/Tetiana

Forked from the OSDSM repo and inspired by Tetiana Ivanova's talk at PyData London 2016. Watch the vid of her talk!

The UnlicenseUnlicense

This is an example of accelerated agile learning or LEAN education by "jumping in at the deep end," "swimming toward the goal" and doing it all in a competent enough fashion to develop good habits, survive and repeat over and over ... transforming your base of knowledge continually throughout life ... a vastly better way to LEARN than standing on the sidelines, racking up debt and carping about how much time a university education takes.

The general method for LEAN education is rather tough, but it is very simple:

  1. Determine the requirements for a "MVP" self-educational product: closing as much ground in your technical knowledge gap as rapidly possible by the eliminating the non-value-added activities;
  2. Develop a your own immersive curriculum with a aim toward of learning enough to fill the need [or, at least, "fake it"] in six months.
  3. Work your plan in agile fashion every single day while adjusting tactically according to a measured PDCA discipline to develop mental toughness, leadership and your own LEAN education habits.
  4. Stick with your general strategic plan for six months before re-evaluating strategically.
  5. Fork the process and do it better as you repeat steps 1-4.

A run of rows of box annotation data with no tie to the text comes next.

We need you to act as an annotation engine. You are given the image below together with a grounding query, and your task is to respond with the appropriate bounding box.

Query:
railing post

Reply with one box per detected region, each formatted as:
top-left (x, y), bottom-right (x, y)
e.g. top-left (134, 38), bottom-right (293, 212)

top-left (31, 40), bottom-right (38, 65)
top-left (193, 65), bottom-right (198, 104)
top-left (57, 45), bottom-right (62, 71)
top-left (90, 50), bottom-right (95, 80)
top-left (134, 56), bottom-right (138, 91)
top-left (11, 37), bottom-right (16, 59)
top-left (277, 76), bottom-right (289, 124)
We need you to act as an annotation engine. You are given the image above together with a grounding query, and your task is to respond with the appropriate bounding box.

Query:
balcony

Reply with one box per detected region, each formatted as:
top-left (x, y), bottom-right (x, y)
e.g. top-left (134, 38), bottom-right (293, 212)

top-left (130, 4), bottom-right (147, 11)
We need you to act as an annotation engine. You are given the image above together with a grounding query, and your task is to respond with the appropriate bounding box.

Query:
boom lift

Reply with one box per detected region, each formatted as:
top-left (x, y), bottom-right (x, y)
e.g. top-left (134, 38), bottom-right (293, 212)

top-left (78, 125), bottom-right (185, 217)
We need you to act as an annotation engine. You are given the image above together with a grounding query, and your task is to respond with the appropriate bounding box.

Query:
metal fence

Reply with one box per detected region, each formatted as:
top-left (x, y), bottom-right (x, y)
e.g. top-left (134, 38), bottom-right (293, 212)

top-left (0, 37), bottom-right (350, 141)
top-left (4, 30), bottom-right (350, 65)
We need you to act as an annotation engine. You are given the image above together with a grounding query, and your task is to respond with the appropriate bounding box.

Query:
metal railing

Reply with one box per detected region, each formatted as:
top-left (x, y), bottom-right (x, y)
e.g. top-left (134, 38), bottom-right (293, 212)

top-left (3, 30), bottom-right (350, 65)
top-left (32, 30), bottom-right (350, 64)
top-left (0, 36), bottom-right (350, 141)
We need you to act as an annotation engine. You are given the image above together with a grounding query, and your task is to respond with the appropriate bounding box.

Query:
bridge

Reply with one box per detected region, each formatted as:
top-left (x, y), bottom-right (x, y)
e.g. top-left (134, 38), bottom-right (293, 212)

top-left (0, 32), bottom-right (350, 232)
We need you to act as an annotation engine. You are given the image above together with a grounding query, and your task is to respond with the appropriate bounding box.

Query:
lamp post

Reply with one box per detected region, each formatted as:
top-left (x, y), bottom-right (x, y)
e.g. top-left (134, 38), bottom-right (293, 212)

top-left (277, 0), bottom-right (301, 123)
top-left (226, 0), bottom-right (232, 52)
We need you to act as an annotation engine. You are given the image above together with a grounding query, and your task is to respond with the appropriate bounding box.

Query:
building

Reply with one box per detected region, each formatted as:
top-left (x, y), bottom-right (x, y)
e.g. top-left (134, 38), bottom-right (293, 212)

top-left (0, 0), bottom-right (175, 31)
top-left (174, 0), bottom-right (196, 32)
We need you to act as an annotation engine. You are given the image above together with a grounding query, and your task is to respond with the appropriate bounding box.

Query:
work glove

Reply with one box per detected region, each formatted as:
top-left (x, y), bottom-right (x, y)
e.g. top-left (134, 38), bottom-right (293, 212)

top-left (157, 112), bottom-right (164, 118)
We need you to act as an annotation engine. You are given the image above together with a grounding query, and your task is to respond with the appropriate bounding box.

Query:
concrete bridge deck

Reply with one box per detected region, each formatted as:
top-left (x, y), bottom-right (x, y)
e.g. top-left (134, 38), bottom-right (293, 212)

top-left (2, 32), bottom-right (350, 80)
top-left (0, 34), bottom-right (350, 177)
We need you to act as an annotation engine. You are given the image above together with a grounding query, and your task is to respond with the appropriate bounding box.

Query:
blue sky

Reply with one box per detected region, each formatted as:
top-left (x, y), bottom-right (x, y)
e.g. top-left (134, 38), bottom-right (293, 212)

If you don't like the method, re-invent it for yourself. If you LOVE this method, re-invent it for yourself.

Tatiana's Manifesto

The impetus for this project was driven by a simple and absolutely compelling hour-long talk delivered by Tatiana Ivanova: How to Become a Data Scientist in 6 Months -- A Hacker’s Approach to Career Planning at PyData London 2016. What is so thoroughly compelling about Tatiana's Manifesto is that the principles do not just apply to Python or Data Science -- these same principles will apply to lifelong learning and the career transitions that knowledge professionals can expect for the next century or more. It is an absolutely BRILLIANT Manifesto -- if you watch the video of Tetiana's talk, I will gaurantee that you will find it thoroughly compelling, in many different dimensions. {HINT: For anyone in a Ph.D. program, the same process of subverting the educational process is doubly applicable for anyone a traditional academic program of study. The cost of an academic program of study means that being coddled and held back by a traditional academic program of study is nothing more than a more expensive way of wasting your time. If you are going to keep toiling away in any academic "education factory," at least LEARN TO SEE WASTE}

This particular repo is a work-in-progress [as almost all repos tend to be.] It was origninally forked from the excellent open-source data science masters (OSDSM) curriculum github repository. The OSDSM breaks down the core competencies necessary to making use of data. The original OSDSM is pretty awesome, although it will not be perfect for you -- that is the POINT. YOU will learn more by developing your own curriculum than you can possibly learn by just following someone else's curriculum. It is important not to start from scratch -- it is up to YOU to fork your own repo, aggressively seek ways to compare it against the best alternatives, find ways to accelerate the improvement of your curriculum and work assiduously on your particular career situation and knowledge gaps, steadily making your repo more perfect and a better starting point for someone else.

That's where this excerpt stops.